21. Learned senior counsel Mr. Dave submitted that in some cases, exporter may get much higher value of the goods than the market price prevailing in the country and, therefore, merely because higher export value is mentioned, it cannot be inferred that it is not the true sale consideration. In some cases, this hypothetical contention may be right. However this would depend upon facts and circumstances as well as evidence on record in each case. If the goods are easily available in the market, then it would be difficult to arrive at the conclusion that a foreign buyer – a prudent businessman would pay ten times more than the prevailing market price of readymade clothes, particularly, in the days where information is easily available through internet or various other sources. In any case, when margin of profit appears, on the face of it, unreasonable, it is for the exporter to establish that it was a true export value stated in the shipping bill. Section 14 itself contemplates that the price at which such or like goods are ordinarily sold or offered for sale in the course of international trade would be the value of the goods.
22. In Toolsidass Jewraj v.
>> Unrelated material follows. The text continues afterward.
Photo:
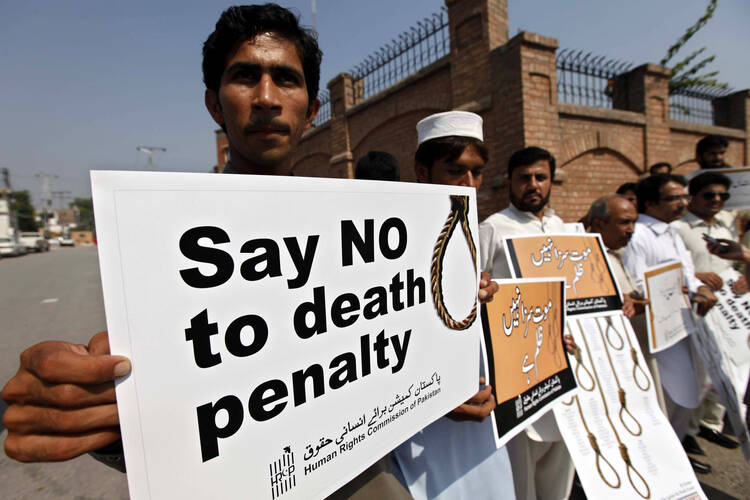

Additional Collector of Customs & Others1, full export value of the goods was not correctly stated in the shipping bills along with G.R. I forms and it was a case of undervaluation in respect of full export value of goods. In that set of circumstances, the Court upheld the order passed by the authorities that there was violation of section 12(1) of the Foreign Exchange Regulation Act, 1947.
23. In the present case, as found by the authorities, 28,000 pieces of ladies skirts at the rate of $10.25 per piece, export
value of which was mentioned as Rs.1,21,54,447/-, were sought to be exported. The market price of such skirts was ascertained to be Rs.45/- per piece and on that basis total value of the goods came to be Rs.9,53,280/-. The exporter claimed a drawback of Rs.21,87,800/- on the consignment on the basis that value of each skirt was Rs.78/- per piece. No doubt, during the enquiry exporter admitted that the market price of Rs.45/- per piece was acceptable to him and the claim for drawback was withdrawn. Thereafter, the exporter has not led any evidence that export value mentioned in the shipping bill was the true sale consideration for the goods sought to be exported.
24. Considering the aforesaid facts and also the fact that this was the second case belonging to the same exporter, the authorities arrived at the conclusion that it was an organized racket to claim fraudulent drawback or an act of deliberate over-invoicing the readymade garments. Hence, the authority imposed redemption fine as well as levied penalty. In our view, this finding arrived at by the authorities below cannot be said to be, in any way, unreasonable which would call for interference by this Court in this appeal.
In the result, the appeal is dismissed. There shall be no order as to costs.
I.A. No.3 of 2002
25. We had heard learned counsel for the intervenor on the question of law involved in this appeal. I. A. stands disposed of accordingly.